= Laurent Veydt =

Belgian politician and lawyer

Laurent François Félix Veydt (7 August 1800 – 22 November 1877) was a liberal Belgian Member of Parliament and a Minister.

==Biography==
Veydt was born in Antwerp on 7 August 1880 to Laurent-Guillaume Veydt and Marie-Françoise van Merlen.

Veydt held a Doctor of Law degree. He was a lawyer and company director. He was a major shareholder of the company Société Générale de Belgique, one of the largest Belgian companies at the time.

He was schepen (member of the municipal executive) for the city of Antwerp (1830–1832) and served as a deputy (member of the provincial executive) for the province of Antwerp for two terms; the first term from 1836 to 1838 and the second term from 1841 to 1846.

He was elected as a Liberal representative for the district of Antwerp in 1845 and held this office until 1859.

From 1847 to 1848, he was Minister of Finance.
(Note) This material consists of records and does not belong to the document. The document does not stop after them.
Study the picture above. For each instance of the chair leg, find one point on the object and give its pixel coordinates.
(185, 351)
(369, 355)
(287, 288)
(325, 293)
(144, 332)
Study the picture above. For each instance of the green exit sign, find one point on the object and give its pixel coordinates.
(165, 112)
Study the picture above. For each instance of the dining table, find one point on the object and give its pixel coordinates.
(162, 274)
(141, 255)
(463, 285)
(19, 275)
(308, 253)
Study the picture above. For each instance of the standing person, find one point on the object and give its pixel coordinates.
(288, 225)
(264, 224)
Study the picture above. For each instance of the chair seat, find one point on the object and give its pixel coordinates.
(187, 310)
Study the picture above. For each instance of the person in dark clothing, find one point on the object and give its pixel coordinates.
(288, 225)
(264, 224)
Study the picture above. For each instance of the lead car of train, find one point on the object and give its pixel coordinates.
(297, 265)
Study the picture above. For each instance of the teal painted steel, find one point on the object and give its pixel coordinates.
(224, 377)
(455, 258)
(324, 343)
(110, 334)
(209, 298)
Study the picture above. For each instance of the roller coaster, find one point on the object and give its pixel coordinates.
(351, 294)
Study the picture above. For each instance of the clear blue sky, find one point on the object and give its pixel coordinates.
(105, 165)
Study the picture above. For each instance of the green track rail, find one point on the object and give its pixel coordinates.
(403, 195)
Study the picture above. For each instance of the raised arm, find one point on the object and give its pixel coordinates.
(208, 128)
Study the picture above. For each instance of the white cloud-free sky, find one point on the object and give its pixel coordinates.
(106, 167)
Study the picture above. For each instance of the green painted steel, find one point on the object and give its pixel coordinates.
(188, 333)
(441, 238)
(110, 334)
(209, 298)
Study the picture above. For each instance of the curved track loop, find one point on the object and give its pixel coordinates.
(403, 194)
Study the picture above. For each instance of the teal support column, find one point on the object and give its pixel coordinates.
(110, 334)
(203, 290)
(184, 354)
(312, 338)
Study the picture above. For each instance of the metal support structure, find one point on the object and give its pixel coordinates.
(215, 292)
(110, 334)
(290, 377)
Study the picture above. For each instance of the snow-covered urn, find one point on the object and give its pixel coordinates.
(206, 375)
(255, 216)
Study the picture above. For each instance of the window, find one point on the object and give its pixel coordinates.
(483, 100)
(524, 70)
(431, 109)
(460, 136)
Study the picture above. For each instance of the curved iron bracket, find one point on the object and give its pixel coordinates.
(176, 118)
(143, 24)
He retired for health reasons and became director at the Société Générale de Belgique.

After his accession to the leadership of the Société Générale, he served in various capacities of directories of various companies.

==Bibliography==
- E. JACQUES, Un parlementaire et homme d'affaires passionné de culture au XIXe siècle, Laurent Veydt, in: Bulletin de la Classe des Lettres et des Sciences morales et politiques de l'Académie royale de Belgique, 1983.
- Jean-Luc DE PAEPE & Christiane RAINDORF-GERARD, Le Parlement belge, 1831–1894, Brussel, 1996.